First came death, then came a Jehovah's Witness.
It led to Wellington woman Jean Sergent-Shadbolt turning the tables on what she called the "predatory" religion, by door-knocking a stranger.
She was looking for the woman who hand-delivered a personalised letter to her and her dead flatmate, friend, and step-cousin Michael Boyes, three months to the day after his high-profile death from a sudden brain bleed.
Jean Sergent-Shadbolt tells how horrified she was to receive the Jehovah's Witness letter, and of her intention to find the sender.
A leading Wellington Jehovah's Witness has now apologised and insisted the letter's timing was a coincidence, but Sergent-Shadbolt believes it could be a rogue Witness targeting grief.
The letter, from a Sue Roberts, urged her to get in touch, and left a return addresss to a house on Farnham St, Mornington, a few suburbs away from her Aro Valley home.
Nobody was home when Sergent-Shadbolt visited on Sunday, so she returned on Monday to discover Sue Roberts had never lived there.
She wanted to ask if she had been targeted after the death of her friend, whether Roberts knew he was dead, and what right the religious organisation had to impose on her grief.

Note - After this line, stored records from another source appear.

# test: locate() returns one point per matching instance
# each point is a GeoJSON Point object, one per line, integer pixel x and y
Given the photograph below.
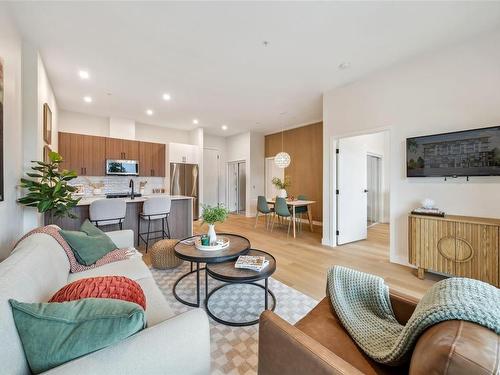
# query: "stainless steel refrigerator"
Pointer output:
{"type": "Point", "coordinates": [184, 180]}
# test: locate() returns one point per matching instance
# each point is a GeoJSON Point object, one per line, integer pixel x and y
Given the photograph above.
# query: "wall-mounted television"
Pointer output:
{"type": "Point", "coordinates": [465, 153]}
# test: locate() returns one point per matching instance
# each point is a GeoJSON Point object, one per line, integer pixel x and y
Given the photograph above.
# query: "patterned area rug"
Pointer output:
{"type": "Point", "coordinates": [234, 349]}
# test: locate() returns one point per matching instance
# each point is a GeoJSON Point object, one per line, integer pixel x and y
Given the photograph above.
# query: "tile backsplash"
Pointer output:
{"type": "Point", "coordinates": [119, 184]}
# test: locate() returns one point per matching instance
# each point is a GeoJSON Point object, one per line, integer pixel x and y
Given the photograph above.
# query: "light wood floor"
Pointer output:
{"type": "Point", "coordinates": [302, 263]}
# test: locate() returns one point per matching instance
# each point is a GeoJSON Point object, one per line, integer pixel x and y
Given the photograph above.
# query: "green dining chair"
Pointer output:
{"type": "Point", "coordinates": [281, 211]}
{"type": "Point", "coordinates": [264, 209]}
{"type": "Point", "coordinates": [300, 211]}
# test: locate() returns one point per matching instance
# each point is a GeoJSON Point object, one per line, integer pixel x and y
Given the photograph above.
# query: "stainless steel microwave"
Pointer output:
{"type": "Point", "coordinates": [122, 167]}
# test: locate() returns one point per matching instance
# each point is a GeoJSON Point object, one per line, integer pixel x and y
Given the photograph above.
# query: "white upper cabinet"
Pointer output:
{"type": "Point", "coordinates": [183, 153]}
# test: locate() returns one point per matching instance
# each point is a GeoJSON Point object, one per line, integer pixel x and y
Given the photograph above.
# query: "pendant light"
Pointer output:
{"type": "Point", "coordinates": [282, 159]}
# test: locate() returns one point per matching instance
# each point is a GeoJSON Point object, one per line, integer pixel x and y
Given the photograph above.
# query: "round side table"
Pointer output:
{"type": "Point", "coordinates": [227, 273]}
{"type": "Point", "coordinates": [185, 250]}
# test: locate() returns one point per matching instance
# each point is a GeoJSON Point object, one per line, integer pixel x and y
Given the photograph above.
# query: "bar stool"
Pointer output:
{"type": "Point", "coordinates": [108, 212]}
{"type": "Point", "coordinates": [157, 208]}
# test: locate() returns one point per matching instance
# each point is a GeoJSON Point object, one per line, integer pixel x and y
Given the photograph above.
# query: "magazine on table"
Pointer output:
{"type": "Point", "coordinates": [251, 262]}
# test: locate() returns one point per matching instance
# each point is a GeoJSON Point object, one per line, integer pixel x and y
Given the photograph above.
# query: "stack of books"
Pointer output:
{"type": "Point", "coordinates": [428, 212]}
{"type": "Point", "coordinates": [249, 262]}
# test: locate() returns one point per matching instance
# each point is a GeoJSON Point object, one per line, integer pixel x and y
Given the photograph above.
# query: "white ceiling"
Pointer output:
{"type": "Point", "coordinates": [210, 55]}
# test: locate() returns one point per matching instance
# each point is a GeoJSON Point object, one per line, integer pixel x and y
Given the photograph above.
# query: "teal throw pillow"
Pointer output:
{"type": "Point", "coordinates": [55, 333]}
{"type": "Point", "coordinates": [89, 245]}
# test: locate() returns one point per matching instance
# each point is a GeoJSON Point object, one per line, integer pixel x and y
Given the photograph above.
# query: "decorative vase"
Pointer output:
{"type": "Point", "coordinates": [211, 234]}
{"type": "Point", "coordinates": [282, 193]}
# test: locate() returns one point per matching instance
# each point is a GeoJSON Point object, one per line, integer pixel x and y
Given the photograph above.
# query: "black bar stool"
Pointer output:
{"type": "Point", "coordinates": [156, 208]}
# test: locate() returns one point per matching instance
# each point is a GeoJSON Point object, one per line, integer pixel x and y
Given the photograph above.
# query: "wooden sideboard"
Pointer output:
{"type": "Point", "coordinates": [456, 245]}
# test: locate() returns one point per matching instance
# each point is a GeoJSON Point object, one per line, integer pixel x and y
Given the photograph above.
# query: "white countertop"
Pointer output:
{"type": "Point", "coordinates": [88, 199]}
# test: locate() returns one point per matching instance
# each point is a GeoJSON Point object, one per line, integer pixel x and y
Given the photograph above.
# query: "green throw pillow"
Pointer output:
{"type": "Point", "coordinates": [55, 333]}
{"type": "Point", "coordinates": [89, 245]}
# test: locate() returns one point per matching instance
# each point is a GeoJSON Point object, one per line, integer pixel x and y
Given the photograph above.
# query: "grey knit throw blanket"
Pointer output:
{"type": "Point", "coordinates": [362, 303]}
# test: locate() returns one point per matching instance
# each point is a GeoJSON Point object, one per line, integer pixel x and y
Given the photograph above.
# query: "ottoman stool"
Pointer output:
{"type": "Point", "coordinates": [162, 255]}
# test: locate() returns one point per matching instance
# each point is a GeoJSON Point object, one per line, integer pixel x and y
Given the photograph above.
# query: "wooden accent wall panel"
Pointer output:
{"type": "Point", "coordinates": [305, 146]}
{"type": "Point", "coordinates": [455, 245]}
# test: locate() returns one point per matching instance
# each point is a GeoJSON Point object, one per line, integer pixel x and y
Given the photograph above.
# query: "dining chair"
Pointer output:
{"type": "Point", "coordinates": [281, 211]}
{"type": "Point", "coordinates": [264, 209]}
{"type": "Point", "coordinates": [301, 210]}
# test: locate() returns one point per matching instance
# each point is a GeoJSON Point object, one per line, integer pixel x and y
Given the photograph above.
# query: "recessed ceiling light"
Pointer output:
{"type": "Point", "coordinates": [84, 74]}
{"type": "Point", "coordinates": [344, 65]}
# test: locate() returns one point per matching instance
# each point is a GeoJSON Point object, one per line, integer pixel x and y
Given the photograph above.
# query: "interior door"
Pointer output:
{"type": "Point", "coordinates": [373, 183]}
{"type": "Point", "coordinates": [242, 183]}
{"type": "Point", "coordinates": [232, 187]}
{"type": "Point", "coordinates": [191, 179]}
{"type": "Point", "coordinates": [351, 186]}
{"type": "Point", "coordinates": [272, 170]}
{"type": "Point", "coordinates": [211, 174]}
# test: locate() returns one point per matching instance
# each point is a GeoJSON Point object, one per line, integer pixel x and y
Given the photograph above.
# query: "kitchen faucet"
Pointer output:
{"type": "Point", "coordinates": [131, 185]}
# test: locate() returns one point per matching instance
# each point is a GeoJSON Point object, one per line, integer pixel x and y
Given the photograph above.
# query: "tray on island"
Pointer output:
{"type": "Point", "coordinates": [222, 243]}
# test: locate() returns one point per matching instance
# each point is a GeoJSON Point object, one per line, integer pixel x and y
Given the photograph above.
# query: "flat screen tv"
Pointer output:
{"type": "Point", "coordinates": [465, 153]}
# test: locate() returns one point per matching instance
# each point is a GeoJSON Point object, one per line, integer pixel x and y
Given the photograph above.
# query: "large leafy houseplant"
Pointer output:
{"type": "Point", "coordinates": [48, 190]}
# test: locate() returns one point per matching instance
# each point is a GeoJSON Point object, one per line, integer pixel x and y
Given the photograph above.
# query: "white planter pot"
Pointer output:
{"type": "Point", "coordinates": [282, 193]}
{"type": "Point", "coordinates": [211, 234]}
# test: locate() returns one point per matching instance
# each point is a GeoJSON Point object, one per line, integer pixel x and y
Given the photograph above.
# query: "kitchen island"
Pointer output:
{"type": "Point", "coordinates": [180, 219]}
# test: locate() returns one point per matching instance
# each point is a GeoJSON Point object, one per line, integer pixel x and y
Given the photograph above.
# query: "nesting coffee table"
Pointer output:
{"type": "Point", "coordinates": [185, 250]}
{"type": "Point", "coordinates": [227, 273]}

The Farnham St address was the home of Wellington West Jehovah's Witness co-ordinator Ron Winiata, who apologised to her and said the timing of the letter was an unfortunate coincidence.
He refused to give Roberts' address, but did pass on a phone number.
"We have got her name, but your address," Sergent-Shadbolt told him, accusing him of double-standards. "But she has got my name, my address and the name of my flatmate, who is dead."
Receiving the letter, especially three months to the day after Boyes' death, was "predatory", she told him. "It feels like harassment."
Winiata said that, if the letters upset people, Jehovah's Witnesses would revisit their approach.
The group never set out to upset people: "It is to help people who are in times of need."
When called, Roberts refused to give her address but said "no hurt was ever intended", and she was "more than happy to apologise".
Yet Sergent-Shadbolt still believed she may have been targeted deliberately. A few weeks before the letter arrived, a Jehovah's Witness had come to her door. Sergent-Shadbolt had sent them away, in the process telling them someone close to her had died.
Heather Henare, from grief counselling service Skylight, was not aware of any cases of religions targeting grieving people, but people in grief were more susceptible to sales pitches.
"It is a time, unfortunately, people take advantage of people."
Massey University history professor Peter Lineham, who specialises in New Zealand religion, believed the letter's timing was coincidental.
But, if targeted, it could be a sign the religion's members believed Christ was coming again soon and so were trying to recruit members.